Poor quality or too much dna will result in no amplification. Does your ladder show on the gel? Does the positive control sample work?.Is there a strong blurry smear of primer dimer at 50bp or smaller?
You can measure the concentration of your DNA stock solution using a NanoDrop or similar device. Based on this, you can then make up PCR working stocks of 50 ng/uL - this also reduces the chance of contaminating your stock solution.
No amplification can be caused by a lot of common problems. You can narrow this down a lot by running control reactions: positive and negative controls for your genotype of interest, AND a known-good control primer set that should amplify if any mouse DNA is present. When I was doing genotyping I used to mix the genotyping primers and control primers (GAPDH gDNA) in a single reaction. This way two bands is positive for the transgene, one band is negative, and no bands is a reaction failure.

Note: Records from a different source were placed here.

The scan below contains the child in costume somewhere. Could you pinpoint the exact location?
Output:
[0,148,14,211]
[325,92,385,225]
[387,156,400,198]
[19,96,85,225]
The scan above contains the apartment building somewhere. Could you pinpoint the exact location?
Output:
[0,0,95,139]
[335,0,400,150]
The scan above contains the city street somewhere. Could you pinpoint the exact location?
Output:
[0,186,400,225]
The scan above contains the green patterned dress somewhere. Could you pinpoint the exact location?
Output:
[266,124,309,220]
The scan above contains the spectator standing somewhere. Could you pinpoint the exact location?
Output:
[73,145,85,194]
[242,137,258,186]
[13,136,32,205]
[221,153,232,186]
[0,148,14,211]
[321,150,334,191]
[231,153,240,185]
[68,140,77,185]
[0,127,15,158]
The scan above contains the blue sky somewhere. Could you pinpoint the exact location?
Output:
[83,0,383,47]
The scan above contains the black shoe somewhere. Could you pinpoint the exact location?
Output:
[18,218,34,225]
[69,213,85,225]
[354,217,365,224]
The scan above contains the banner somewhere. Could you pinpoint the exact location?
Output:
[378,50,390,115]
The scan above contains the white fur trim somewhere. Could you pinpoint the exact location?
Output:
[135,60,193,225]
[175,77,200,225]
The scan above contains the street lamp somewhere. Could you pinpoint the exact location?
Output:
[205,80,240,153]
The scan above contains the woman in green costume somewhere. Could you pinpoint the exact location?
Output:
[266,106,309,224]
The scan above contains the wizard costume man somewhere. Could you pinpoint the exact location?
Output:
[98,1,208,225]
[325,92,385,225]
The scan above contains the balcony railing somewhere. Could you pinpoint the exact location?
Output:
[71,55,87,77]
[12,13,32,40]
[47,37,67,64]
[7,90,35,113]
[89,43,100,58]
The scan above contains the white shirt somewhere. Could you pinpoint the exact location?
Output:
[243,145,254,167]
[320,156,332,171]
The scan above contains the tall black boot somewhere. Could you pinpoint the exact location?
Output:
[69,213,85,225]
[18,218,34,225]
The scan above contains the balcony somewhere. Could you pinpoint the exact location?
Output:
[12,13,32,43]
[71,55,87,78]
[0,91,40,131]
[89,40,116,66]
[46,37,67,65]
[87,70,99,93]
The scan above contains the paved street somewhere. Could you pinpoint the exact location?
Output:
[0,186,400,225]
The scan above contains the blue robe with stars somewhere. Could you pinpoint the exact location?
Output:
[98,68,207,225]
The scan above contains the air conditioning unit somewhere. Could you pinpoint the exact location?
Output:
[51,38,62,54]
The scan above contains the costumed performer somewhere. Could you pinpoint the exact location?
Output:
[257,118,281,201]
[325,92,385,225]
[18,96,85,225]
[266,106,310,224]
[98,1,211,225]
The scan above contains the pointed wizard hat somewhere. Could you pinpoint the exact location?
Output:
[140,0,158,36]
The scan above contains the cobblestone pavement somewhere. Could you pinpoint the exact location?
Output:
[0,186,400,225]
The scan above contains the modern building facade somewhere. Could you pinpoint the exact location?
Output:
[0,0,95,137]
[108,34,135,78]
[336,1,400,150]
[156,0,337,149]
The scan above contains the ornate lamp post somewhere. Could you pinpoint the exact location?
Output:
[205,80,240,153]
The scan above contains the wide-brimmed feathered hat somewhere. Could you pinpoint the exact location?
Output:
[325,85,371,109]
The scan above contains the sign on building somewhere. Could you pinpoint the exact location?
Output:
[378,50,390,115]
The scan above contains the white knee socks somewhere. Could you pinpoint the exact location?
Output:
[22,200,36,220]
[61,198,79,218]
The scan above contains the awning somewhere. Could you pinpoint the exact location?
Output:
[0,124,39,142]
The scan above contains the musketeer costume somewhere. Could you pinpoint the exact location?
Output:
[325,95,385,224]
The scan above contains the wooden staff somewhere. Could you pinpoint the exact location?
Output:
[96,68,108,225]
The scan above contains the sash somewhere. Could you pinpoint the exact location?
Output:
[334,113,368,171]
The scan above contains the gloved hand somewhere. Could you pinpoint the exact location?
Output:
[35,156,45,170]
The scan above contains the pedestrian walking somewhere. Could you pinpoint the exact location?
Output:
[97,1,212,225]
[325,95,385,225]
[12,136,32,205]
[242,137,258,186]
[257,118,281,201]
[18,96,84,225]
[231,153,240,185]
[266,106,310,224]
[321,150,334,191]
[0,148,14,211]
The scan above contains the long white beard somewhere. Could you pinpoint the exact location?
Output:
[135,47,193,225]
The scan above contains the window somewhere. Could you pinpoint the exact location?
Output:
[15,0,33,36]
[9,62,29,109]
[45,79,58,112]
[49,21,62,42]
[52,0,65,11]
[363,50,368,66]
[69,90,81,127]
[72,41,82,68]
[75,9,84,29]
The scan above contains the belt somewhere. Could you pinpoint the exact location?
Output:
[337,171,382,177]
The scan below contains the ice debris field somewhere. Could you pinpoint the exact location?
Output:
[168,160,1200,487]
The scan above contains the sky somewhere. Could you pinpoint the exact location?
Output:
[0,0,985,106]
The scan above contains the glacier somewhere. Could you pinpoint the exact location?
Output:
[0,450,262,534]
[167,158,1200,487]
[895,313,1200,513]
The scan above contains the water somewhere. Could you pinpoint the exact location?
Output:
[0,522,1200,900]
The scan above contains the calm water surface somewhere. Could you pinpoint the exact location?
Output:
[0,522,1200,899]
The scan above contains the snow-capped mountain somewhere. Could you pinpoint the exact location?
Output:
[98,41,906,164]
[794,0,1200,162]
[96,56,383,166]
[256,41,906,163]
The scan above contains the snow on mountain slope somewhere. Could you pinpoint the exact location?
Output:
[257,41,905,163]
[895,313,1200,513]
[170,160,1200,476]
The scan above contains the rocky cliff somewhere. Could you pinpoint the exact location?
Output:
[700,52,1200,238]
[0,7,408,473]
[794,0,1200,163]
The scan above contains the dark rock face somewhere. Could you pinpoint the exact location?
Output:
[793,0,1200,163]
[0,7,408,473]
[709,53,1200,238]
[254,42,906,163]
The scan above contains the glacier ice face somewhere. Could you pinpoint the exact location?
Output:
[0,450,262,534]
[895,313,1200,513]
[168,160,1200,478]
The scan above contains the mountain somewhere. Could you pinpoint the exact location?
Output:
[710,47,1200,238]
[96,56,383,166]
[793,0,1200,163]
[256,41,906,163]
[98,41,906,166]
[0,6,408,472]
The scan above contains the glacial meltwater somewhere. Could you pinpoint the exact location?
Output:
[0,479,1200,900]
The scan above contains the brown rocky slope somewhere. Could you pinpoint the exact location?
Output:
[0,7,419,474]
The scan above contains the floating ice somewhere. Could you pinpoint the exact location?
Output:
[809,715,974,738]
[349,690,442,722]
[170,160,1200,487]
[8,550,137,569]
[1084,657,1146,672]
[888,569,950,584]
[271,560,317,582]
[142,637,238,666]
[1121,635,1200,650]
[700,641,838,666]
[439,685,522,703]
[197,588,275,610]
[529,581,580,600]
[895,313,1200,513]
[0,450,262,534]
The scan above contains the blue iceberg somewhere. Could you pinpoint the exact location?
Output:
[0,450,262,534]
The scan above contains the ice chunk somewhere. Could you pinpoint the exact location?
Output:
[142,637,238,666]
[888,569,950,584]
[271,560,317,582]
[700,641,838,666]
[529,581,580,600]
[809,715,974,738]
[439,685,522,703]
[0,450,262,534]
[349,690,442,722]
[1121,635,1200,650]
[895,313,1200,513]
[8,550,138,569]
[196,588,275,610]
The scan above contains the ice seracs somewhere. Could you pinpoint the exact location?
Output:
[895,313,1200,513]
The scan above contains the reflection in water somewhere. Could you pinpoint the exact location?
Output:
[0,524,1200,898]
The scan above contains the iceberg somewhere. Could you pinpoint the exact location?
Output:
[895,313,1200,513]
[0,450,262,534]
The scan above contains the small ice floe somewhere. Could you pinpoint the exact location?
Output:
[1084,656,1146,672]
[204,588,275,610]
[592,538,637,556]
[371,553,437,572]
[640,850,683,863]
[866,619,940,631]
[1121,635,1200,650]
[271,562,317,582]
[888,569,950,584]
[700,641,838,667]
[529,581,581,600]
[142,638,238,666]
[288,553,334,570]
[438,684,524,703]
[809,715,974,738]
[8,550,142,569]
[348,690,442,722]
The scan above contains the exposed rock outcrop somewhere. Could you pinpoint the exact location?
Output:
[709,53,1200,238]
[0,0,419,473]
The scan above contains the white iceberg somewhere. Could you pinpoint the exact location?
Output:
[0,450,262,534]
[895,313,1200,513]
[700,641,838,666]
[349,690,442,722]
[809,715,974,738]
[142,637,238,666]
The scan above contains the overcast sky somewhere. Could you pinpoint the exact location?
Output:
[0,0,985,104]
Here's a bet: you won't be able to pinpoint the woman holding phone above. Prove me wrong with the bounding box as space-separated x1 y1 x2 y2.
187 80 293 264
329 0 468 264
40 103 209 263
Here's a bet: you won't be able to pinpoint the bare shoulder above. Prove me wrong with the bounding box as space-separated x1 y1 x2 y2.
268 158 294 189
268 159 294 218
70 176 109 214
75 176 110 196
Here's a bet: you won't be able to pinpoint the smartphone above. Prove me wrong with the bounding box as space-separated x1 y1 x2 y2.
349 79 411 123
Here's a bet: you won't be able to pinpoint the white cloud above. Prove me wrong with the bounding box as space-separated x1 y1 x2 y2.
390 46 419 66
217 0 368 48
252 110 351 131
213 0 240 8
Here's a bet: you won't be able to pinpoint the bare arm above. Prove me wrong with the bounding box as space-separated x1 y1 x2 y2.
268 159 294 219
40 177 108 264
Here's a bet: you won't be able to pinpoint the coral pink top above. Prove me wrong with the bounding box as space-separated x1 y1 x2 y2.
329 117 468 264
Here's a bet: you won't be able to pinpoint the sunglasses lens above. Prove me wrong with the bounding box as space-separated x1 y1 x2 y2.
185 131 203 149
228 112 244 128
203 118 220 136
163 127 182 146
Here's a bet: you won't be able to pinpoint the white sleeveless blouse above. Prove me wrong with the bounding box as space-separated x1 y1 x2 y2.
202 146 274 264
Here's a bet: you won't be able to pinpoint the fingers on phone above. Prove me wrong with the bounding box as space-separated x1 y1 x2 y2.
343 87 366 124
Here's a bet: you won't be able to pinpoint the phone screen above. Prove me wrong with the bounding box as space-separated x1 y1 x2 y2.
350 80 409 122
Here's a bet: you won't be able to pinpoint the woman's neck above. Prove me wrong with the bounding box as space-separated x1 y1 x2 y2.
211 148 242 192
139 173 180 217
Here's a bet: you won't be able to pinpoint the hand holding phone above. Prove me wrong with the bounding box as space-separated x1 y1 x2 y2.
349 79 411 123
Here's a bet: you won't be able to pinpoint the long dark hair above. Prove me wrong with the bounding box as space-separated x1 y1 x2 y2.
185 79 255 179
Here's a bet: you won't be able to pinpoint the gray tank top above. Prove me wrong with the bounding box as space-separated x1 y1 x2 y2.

If control primers are working, the issue is with your genotyping primers. Either the primer set is bad (dimer problem, running at the wrong temp, a primer is around the wrong way, or something like that) OR somehow all your samples are transgene negative.
If control primers are not working, the problem is with your samples or PCR. Check the sample concentration and purity - is there any way it contains PCR inhibitors? It might need to be concentrated, diluted, or cleaned up. Check your reaction setup to make sure all reagents are included at the right concentration, and double check your thermal cycler settings. Finally, make sure that if you're using a hot start polymerase, you include the hot incubation to initialise the PCR.